El desembarco de las plataformas chinas Shein y Temu cambió por completo la dinámica de consumo de indumentaria en Argentina. Su modelo de negocios, basado en la moda ultra rápida y en la venta online de productos a precios bajos, despertó entusiasmo en los consumidores, pero también encendió alarmas en la industria textil nacional.
Ante esta situación, la Cámara Argentina de la Indumentaria (CIAI) decidió avanzar con un proyecto de ley que busca regular su presencia en el país. La propuesta incluye la obligación de cumplir con certificaciones de origen, auditorías ambientales, controles de toxicidad y aplicación de impuestos internos, requisitos que ya enfrentan los fabricantes locales. La iniciativa no se limita al plano nacional, sino que se articula con cámaras textiles de Brasil y México, con el fin de conformar un frente regional frente al avance de estas plataformas.
En diálogo con Sin Verso, lunes a viernes de 9 a 12 por Ciudadano_News y Twitch, la licenciada en Comercio Exterior Yanina Lojo analizó el impacto de la medida: "Más allá de si es el beneficio de muchos o el perjuicio de pocos, hay que lograr un equilibrio donde tengamos una industria competitiva y, al mismo tiempo, los consumidores puedan acceder a productos de calidad y a precios competitivos. La solución no está en prohibir; eso ha quedado demostrado en los últimos años".
Consultada sobre si la norma alcanzaría a otros sectores, Lojo precisó que el proyecto fue denominado ley Anti Shein y está orientado principalmente al sector textil. "En Francia, por ejemplo, se aprobó en junio una normativa similar que prohíbe la publicidad de moda ultra rápida en medios y redes sociales. En el caso argentino, la discusión se centra en la indumentaria, aunque Shein y Temu también venden electrónica, bazar y calzado. Hasta hace poco, los argentinos se sentían más cómodos con plataformas como Amazon, pero ahora se volcaron a estas opciones chinas que crecieron de manera exponencial", explicó.
Las falencias dentro del mercado interno
El debate, sin embargo, expone falencias propias del mercado interno. Según Lojo, "durante mucho tiempo se aplicaron aranceles altos, restricciones e intervenciones de todo tipo, pero eso no se tradujo en un crecimiento del consumo. Al contrario, desde la pandemia hasta hoy, el sector textil y el calzado muestran una caída. Además, se demoniza la compra online, pero no se mide cuántos argentinos que antes viajaban a Chile o a otro país limítrofe para comprar ropa ahora lo hacen desde su casa en Shein o Temu.
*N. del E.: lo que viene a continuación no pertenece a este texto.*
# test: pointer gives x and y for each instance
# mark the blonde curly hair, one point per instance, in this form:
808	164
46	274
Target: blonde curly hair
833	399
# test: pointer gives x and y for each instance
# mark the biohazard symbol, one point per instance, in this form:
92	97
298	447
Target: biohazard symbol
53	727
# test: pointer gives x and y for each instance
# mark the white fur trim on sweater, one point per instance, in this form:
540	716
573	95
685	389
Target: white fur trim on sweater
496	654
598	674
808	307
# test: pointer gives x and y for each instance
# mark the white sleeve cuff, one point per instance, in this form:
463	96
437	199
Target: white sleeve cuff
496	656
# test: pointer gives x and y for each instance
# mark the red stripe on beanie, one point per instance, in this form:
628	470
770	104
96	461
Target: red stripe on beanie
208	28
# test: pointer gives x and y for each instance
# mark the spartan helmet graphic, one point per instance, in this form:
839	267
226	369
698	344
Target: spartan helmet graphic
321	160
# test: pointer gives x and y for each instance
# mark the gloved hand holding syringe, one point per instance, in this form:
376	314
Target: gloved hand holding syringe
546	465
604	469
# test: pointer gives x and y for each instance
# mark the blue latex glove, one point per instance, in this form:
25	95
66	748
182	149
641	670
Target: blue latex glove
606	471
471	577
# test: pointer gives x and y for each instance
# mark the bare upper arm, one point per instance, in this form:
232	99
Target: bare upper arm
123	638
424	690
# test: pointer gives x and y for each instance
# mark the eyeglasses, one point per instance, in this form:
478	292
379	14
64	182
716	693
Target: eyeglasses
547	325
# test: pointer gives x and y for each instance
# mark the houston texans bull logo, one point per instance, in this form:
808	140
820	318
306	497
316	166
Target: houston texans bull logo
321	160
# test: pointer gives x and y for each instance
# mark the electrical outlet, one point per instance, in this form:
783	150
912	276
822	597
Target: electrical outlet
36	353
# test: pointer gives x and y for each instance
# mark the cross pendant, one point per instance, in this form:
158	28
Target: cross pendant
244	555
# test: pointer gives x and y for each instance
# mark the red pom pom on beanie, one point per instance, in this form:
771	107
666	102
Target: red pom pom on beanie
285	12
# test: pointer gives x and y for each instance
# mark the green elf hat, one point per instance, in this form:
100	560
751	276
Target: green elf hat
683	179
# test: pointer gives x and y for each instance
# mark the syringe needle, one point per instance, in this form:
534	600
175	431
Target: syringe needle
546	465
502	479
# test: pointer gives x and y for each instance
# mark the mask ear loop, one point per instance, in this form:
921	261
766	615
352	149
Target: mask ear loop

No existen estadísticas oficiales que permitan determinar ese volumen".
Otro punto clave en la discusión es el régimen especial de Tierra del Fuego, donde se habilitó la compra directa por Courier desde la zona aduanera. "Cuando comparamos precios, en muchos casos los valores de plataformas locales que entregan en 24 o 48 horas no son más caros que los de Tierra del Fuego, e incluso pueden ser más baratos con financiación en pesos. Eso genera dudas sobre el verdadero impacto de la baja de aranceles que se implementó meses atrás. Si un producto sale de Tierra del Fuego directo al AMBA y cuesta lo mismo o más caro que en el continente, significa que las empresas fijan precios para no perjudicar a sus distribuidores, algo que contradice los argumentos de la baja impositiva", completó Lojo.
La llegada de Shein y Temu dejó en claro que los hábitos de consumo cambiaron y que la industria nacional enfrenta un desafío mayor: adaptarse a un escenario globalizado y digital.